Dans le futur, le festival pourrait-il devenir un lieu de rencontres et d’échanges pour les jeunes réalisateurs chinois et français ?

Si un jour on y arrive ce se serait vraiment fabuleux. (rires) Mais si on arrive déjà à faire ce festival sur plusieurs soirées ce serait déjà très bien. Pour l’instant on est une 1ère édition, on reste humble, mais à terme pourquoi pas. Il ne faut surtout pas perdre de vue qu’on souhaite que cet évènement reste grand public, familial et gratuit, pour nous c’est le le plus important. Faire découvrir des jeunes talents, oui, d’autant que c’est vraiment dans la lignée de ce que nous souhaitons faire, mais attention à ne pas tomber dans le cinéma de niche. On pourrait le faire en deux temps. Une soirée grand public et un format plus réduit axé sur des rencontres avec de jeunes réalisateurs, tout en ayant nos contraintes de distribution en tête. Nous souhaitons donc progresser, mais pas à pas.

Ce genre d’initiatives « un court métrage + un classique » pourrait-elle se poursuivre tout au long de l’année, lors d’occasions particulières ?

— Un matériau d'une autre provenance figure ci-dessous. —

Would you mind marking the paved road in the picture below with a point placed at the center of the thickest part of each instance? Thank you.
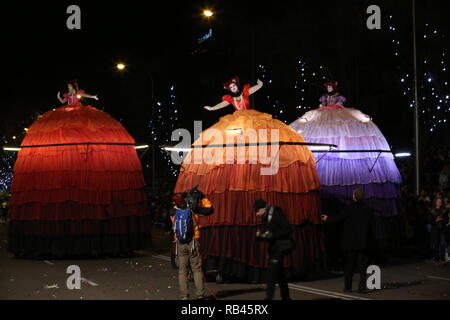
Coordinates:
(149, 276)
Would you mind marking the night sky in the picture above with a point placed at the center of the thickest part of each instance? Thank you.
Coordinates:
(160, 37)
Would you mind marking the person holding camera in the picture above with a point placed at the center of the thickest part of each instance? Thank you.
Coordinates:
(438, 219)
(276, 230)
(357, 239)
(189, 207)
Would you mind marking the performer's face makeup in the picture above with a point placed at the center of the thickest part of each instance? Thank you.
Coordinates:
(234, 88)
(260, 212)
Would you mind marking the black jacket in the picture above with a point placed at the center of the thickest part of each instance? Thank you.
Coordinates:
(358, 226)
(278, 228)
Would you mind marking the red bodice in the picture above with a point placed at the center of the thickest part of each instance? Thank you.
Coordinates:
(243, 103)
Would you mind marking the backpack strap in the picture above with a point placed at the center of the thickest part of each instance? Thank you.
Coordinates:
(270, 213)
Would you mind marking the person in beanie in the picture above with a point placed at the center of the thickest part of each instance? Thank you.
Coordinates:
(187, 251)
(277, 231)
(357, 238)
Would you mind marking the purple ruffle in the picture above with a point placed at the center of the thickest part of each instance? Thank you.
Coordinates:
(354, 143)
(386, 190)
(383, 207)
(356, 171)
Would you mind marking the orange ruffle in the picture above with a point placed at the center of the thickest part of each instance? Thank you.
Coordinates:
(236, 207)
(246, 126)
(296, 178)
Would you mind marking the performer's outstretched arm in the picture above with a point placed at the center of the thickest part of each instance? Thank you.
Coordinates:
(253, 89)
(218, 106)
(85, 95)
(61, 99)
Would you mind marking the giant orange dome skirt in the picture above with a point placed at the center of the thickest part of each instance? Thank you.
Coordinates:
(77, 187)
(232, 178)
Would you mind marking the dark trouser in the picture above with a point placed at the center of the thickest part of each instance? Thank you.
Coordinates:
(355, 259)
(275, 273)
(439, 245)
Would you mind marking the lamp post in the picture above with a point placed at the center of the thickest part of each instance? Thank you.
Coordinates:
(416, 103)
(122, 67)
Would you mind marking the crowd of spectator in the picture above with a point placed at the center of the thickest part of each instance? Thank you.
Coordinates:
(425, 218)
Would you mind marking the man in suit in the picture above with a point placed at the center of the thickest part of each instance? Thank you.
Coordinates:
(276, 231)
(357, 238)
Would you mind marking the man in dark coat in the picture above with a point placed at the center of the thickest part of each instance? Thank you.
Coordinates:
(357, 238)
(277, 231)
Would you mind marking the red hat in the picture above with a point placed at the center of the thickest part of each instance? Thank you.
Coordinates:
(235, 80)
(178, 199)
(331, 83)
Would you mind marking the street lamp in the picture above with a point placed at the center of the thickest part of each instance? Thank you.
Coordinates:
(208, 13)
(122, 67)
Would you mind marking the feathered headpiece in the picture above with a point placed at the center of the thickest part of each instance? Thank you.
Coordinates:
(235, 80)
(331, 83)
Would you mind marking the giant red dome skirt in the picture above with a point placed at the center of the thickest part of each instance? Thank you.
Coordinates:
(228, 241)
(77, 188)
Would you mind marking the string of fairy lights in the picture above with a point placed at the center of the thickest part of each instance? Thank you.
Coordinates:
(166, 120)
(7, 160)
(434, 97)
(277, 110)
(308, 87)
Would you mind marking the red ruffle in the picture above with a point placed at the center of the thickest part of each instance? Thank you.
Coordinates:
(120, 225)
(77, 182)
(76, 123)
(296, 178)
(235, 207)
(78, 158)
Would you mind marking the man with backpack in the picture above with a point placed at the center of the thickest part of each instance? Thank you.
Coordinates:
(277, 231)
(189, 206)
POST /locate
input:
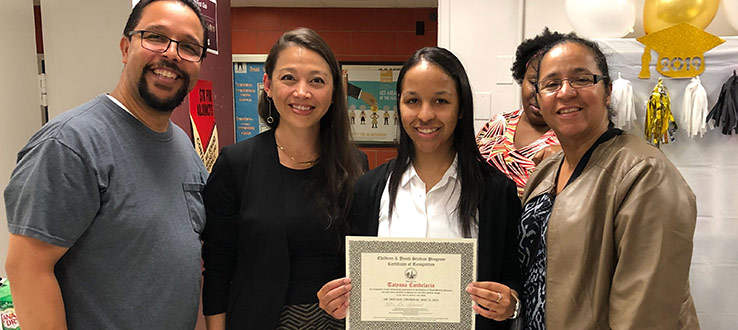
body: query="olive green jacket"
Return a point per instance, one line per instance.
(619, 241)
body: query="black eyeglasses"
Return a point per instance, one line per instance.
(159, 43)
(551, 86)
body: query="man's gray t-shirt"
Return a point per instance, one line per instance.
(126, 201)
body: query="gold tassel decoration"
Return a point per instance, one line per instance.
(660, 125)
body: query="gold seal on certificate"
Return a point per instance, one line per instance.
(409, 283)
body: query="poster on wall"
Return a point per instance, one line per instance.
(248, 80)
(202, 118)
(372, 101)
(209, 9)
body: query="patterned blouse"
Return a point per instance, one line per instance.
(495, 142)
(532, 257)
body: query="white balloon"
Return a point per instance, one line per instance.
(602, 18)
(730, 8)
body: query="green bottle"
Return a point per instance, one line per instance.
(7, 310)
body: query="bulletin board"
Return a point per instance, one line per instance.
(248, 77)
(372, 101)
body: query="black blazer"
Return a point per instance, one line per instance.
(245, 251)
(246, 268)
(499, 214)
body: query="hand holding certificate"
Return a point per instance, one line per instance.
(396, 283)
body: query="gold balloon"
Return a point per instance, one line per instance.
(661, 14)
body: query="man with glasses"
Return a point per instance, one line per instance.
(104, 207)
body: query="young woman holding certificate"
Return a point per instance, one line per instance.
(439, 186)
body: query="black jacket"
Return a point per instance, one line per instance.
(245, 252)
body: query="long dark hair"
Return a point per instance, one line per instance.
(471, 165)
(339, 165)
(530, 51)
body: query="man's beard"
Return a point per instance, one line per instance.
(165, 105)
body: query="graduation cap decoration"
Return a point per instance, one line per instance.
(725, 111)
(660, 125)
(681, 50)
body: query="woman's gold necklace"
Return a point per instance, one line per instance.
(306, 163)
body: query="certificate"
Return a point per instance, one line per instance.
(408, 283)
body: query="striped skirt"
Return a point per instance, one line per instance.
(307, 317)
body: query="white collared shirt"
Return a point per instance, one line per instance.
(420, 214)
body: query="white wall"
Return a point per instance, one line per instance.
(484, 35)
(81, 40)
(19, 95)
(551, 13)
(480, 31)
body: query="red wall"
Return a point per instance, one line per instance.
(354, 34)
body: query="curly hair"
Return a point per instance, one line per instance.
(530, 49)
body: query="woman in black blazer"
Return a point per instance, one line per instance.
(441, 184)
(277, 203)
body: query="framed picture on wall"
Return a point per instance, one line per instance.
(372, 101)
(248, 76)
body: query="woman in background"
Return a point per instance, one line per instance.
(277, 204)
(607, 225)
(439, 186)
(515, 142)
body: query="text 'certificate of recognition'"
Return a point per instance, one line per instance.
(409, 283)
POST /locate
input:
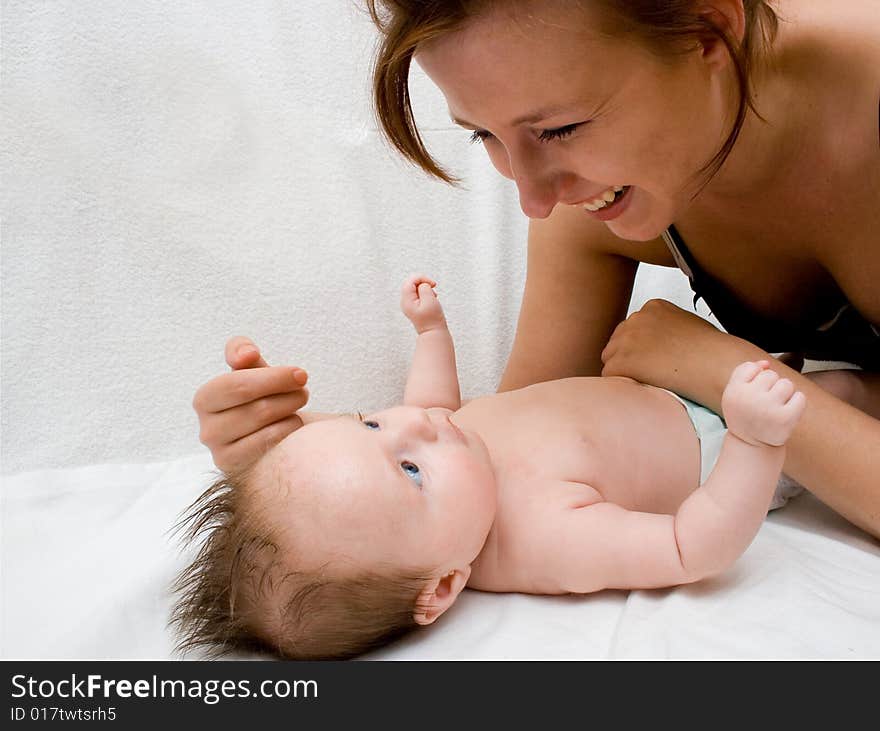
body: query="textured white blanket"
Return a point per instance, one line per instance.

C’est quelque chose qu’on aimerait mettre en place. Il faut savoir qu’à Lyon, le cinéma les Alizés se charge d’évènements similaires. On pourrait se rapprocher d’eux via des projections communes, tout en respectant leur programmation, et en gardant notre identité via les projections en plein air. Créer plus d’intérêt, et donc plus d’évènements autour de la culture chinoise reste notre principale volonté.

Y a-t-il un classique qui vous tient particulièrement à cœur de diffuser ?

J’aime beaucoup Jia Zhangke, notamment Au delà des montagnes très différent de ce qu’il a fait auparavant. Après je n’ai pas de films particuliers à proposer. On est à la recherche de films qui n’ont pas atteint le marché français, des petites pépites qui auraient du mal à être exportées en dehors de la Chine. C’est dans cette optique là que nous travaillons, voir ce qui existe à travers des boites de productions moins grandes, tout en surfant sur les réalisateurs en vue notamment Qiu Yang qui a obtenu la palme d’or du court métrage à Cannes cette année. Tout est intéressant.